Ah, https://github.com/graphql/graphql-js/blob/main/src/execution/__tests__/mapAsyncIterable-test.ts so this is where the weird tests came from. A lot of these tests are designed to test behaviour which is simply guaranteed with Async Generators. I expect that the reason for all these tests in the .ts implementation is that the implementation needed to be much more complex and so a lot of tests were required to test expected iterator/generator semantics.

This is not necessary in Python, and even though we are trying to keep a "mirror" reference implementation of the Typescript reference, there are places, like AsyncGenerators, where we don't need to carry all that baggage over.

I deleted a lot of the python tests which were to try to test edge cases of the old implementation. Some of these were even weirdly incorrect, like trying to yield values after receiving a GeneratorExit.

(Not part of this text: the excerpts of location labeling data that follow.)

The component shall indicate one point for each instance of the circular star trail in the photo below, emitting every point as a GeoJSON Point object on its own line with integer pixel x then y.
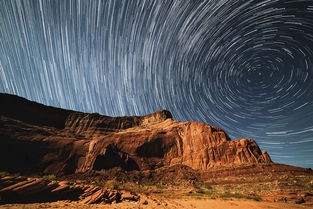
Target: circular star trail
{"type": "Point", "coordinates": [246, 66]}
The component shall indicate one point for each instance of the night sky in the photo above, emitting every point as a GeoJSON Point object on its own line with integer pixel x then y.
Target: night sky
{"type": "Point", "coordinates": [243, 65]}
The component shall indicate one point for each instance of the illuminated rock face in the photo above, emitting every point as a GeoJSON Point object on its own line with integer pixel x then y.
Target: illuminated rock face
{"type": "Point", "coordinates": [38, 138]}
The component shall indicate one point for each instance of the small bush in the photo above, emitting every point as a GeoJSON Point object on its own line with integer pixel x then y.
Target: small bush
{"type": "Point", "coordinates": [50, 177]}
{"type": "Point", "coordinates": [112, 184]}
{"type": "Point", "coordinates": [3, 173]}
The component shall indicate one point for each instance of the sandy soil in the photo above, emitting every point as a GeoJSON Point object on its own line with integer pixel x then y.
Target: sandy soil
{"type": "Point", "coordinates": [172, 203]}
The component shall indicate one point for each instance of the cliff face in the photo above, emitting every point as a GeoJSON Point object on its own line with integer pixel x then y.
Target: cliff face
{"type": "Point", "coordinates": [37, 138]}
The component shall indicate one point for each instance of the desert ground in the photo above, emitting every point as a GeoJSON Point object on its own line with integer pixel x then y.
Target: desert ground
{"type": "Point", "coordinates": [185, 203]}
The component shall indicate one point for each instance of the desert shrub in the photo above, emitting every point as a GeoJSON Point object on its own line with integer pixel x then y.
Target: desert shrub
{"type": "Point", "coordinates": [240, 196]}
{"type": "Point", "coordinates": [112, 184]}
{"type": "Point", "coordinates": [50, 177]}
{"type": "Point", "coordinates": [3, 173]}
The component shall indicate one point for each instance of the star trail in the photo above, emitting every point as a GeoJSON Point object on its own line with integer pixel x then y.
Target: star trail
{"type": "Point", "coordinates": [245, 66]}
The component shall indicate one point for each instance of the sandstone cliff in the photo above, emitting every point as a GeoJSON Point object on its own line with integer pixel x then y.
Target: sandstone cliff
{"type": "Point", "coordinates": [37, 138]}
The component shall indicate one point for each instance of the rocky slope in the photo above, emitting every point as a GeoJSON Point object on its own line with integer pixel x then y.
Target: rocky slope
{"type": "Point", "coordinates": [35, 138]}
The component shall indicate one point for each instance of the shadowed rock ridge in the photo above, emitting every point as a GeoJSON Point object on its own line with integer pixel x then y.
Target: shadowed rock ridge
{"type": "Point", "coordinates": [37, 138]}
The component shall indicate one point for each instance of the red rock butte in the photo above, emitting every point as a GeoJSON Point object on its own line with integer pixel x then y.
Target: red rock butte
{"type": "Point", "coordinates": [39, 138]}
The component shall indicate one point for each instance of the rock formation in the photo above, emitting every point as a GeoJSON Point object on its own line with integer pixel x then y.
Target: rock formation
{"type": "Point", "coordinates": [35, 138]}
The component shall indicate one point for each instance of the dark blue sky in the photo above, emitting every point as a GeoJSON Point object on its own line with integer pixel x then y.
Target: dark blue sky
{"type": "Point", "coordinates": [246, 66]}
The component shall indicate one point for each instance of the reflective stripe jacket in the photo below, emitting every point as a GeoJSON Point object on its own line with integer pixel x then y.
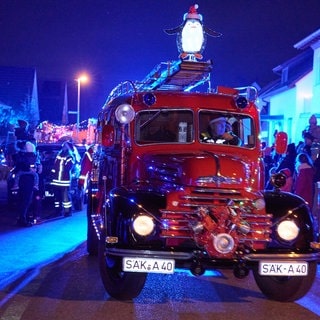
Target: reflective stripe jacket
{"type": "Point", "coordinates": [62, 170]}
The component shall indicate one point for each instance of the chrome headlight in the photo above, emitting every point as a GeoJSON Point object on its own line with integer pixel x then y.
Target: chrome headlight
{"type": "Point", "coordinates": [143, 225]}
{"type": "Point", "coordinates": [124, 113]}
{"type": "Point", "coordinates": [288, 230]}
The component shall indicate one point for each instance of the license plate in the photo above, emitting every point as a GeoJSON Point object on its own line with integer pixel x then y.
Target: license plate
{"type": "Point", "coordinates": [272, 268]}
{"type": "Point", "coordinates": [148, 265]}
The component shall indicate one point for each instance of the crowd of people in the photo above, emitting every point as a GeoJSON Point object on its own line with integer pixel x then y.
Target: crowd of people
{"type": "Point", "coordinates": [30, 169]}
{"type": "Point", "coordinates": [300, 164]}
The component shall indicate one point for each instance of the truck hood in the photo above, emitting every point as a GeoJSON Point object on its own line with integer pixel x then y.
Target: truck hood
{"type": "Point", "coordinates": [204, 169]}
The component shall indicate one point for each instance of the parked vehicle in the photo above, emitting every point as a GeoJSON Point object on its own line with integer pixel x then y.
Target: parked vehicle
{"type": "Point", "coordinates": [161, 196]}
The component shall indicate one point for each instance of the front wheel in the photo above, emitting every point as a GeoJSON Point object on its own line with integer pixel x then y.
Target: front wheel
{"type": "Point", "coordinates": [120, 285]}
{"type": "Point", "coordinates": [285, 289]}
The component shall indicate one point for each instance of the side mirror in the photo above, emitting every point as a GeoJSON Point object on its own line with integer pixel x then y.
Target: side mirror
{"type": "Point", "coordinates": [281, 142]}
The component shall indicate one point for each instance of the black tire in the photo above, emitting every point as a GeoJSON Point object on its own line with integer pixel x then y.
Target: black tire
{"type": "Point", "coordinates": [92, 237]}
{"type": "Point", "coordinates": [119, 285]}
{"type": "Point", "coordinates": [285, 289]}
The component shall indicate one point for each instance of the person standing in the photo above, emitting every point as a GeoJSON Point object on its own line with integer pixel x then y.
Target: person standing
{"type": "Point", "coordinates": [61, 171]}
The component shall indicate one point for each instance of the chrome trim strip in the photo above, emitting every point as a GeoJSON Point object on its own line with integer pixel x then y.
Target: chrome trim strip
{"type": "Point", "coordinates": [283, 256]}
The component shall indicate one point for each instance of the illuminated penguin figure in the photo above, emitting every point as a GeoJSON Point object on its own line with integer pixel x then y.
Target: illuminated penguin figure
{"type": "Point", "coordinates": [191, 35]}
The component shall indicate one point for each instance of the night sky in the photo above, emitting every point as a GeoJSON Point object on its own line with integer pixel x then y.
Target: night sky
{"type": "Point", "coordinates": [123, 40]}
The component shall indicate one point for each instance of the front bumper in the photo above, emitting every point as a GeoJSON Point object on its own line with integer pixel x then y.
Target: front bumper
{"type": "Point", "coordinates": [251, 257]}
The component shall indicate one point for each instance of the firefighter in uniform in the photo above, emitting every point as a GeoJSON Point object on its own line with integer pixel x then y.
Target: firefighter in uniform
{"type": "Point", "coordinates": [63, 165]}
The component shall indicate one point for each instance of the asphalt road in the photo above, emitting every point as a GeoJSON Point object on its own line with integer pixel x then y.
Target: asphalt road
{"type": "Point", "coordinates": [46, 273]}
{"type": "Point", "coordinates": [70, 288]}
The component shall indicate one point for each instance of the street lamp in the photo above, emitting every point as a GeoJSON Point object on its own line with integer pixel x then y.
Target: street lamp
{"type": "Point", "coordinates": [82, 78]}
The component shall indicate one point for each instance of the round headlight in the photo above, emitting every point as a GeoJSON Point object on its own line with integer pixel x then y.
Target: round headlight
{"type": "Point", "coordinates": [124, 113]}
{"type": "Point", "coordinates": [143, 225]}
{"type": "Point", "coordinates": [288, 230]}
{"type": "Point", "coordinates": [259, 204]}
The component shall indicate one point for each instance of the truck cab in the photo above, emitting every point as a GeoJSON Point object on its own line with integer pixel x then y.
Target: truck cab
{"type": "Point", "coordinates": [166, 191]}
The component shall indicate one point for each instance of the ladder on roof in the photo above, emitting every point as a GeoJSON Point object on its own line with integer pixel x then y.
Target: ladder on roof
{"type": "Point", "coordinates": [177, 75]}
{"type": "Point", "coordinates": [173, 75]}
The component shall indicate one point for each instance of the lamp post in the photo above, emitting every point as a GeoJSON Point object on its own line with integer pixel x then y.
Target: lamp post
{"type": "Point", "coordinates": [82, 78]}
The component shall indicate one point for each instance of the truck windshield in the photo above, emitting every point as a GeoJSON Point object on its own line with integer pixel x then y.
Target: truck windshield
{"type": "Point", "coordinates": [177, 126]}
{"type": "Point", "coordinates": [226, 128]}
{"type": "Point", "coordinates": [163, 126]}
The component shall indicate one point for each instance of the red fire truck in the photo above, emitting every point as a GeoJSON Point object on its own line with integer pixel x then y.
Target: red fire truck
{"type": "Point", "coordinates": [166, 193]}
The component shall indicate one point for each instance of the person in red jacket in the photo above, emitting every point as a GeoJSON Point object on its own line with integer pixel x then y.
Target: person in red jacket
{"type": "Point", "coordinates": [86, 166]}
{"type": "Point", "coordinates": [63, 165]}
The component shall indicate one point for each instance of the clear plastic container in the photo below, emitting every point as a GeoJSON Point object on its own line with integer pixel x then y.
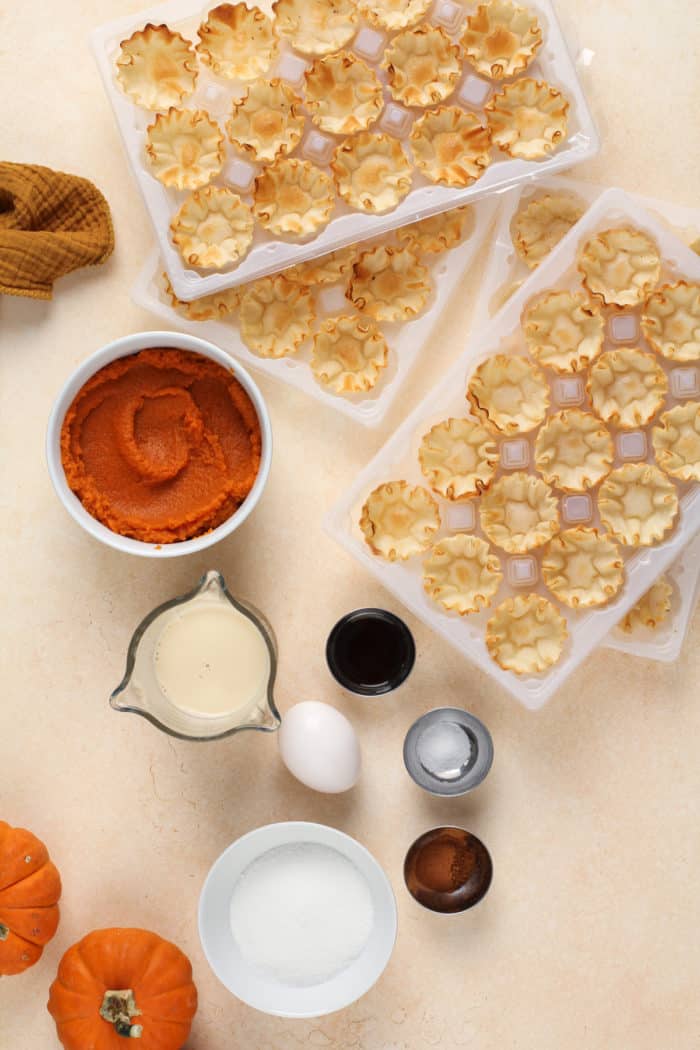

For this reason, I don't think it makes sense to try to duplicate all of these tests, simply because the source tests may be trying to emulate behaviour which may be different in Typescript and in Python. But if there are any specific tests you feel that are missing, I'll be happy to add them.

Cito commented 1 year ago

This is now released in 3.3.0a3.

kristjanvalur commented 1 year ago

Btw, it is funny (to me) that you are changing the signature of subscribe() to be hybrid-async, when I am maintaining a library enabling authors to avoid the hybrid pattern and stay async: https://github.com/kristjanvalur/py-asynkit#coro_sync---running-coroutines-synchronously Sure this is just third party code, but I hope one day that we can avoid all this code duplication and helper method nonsense and just have a single implementation for libraries, maybe using a similar pattern.

Cito commented 1 year ago

Yes, that sounds counter-productive, but the explanation is that the goal of GraphQL-core is to be a very simple 1:1 port of GraphQL.js with no other dependencies, and this change of the signature simply reflects a similar change that was made in GraphQL.js. Staying very close to the original is currently the only way I can maintain the project and keep it up to date with upstream in my very limited spare time. But I agree there is much potential for optimization and harmonization.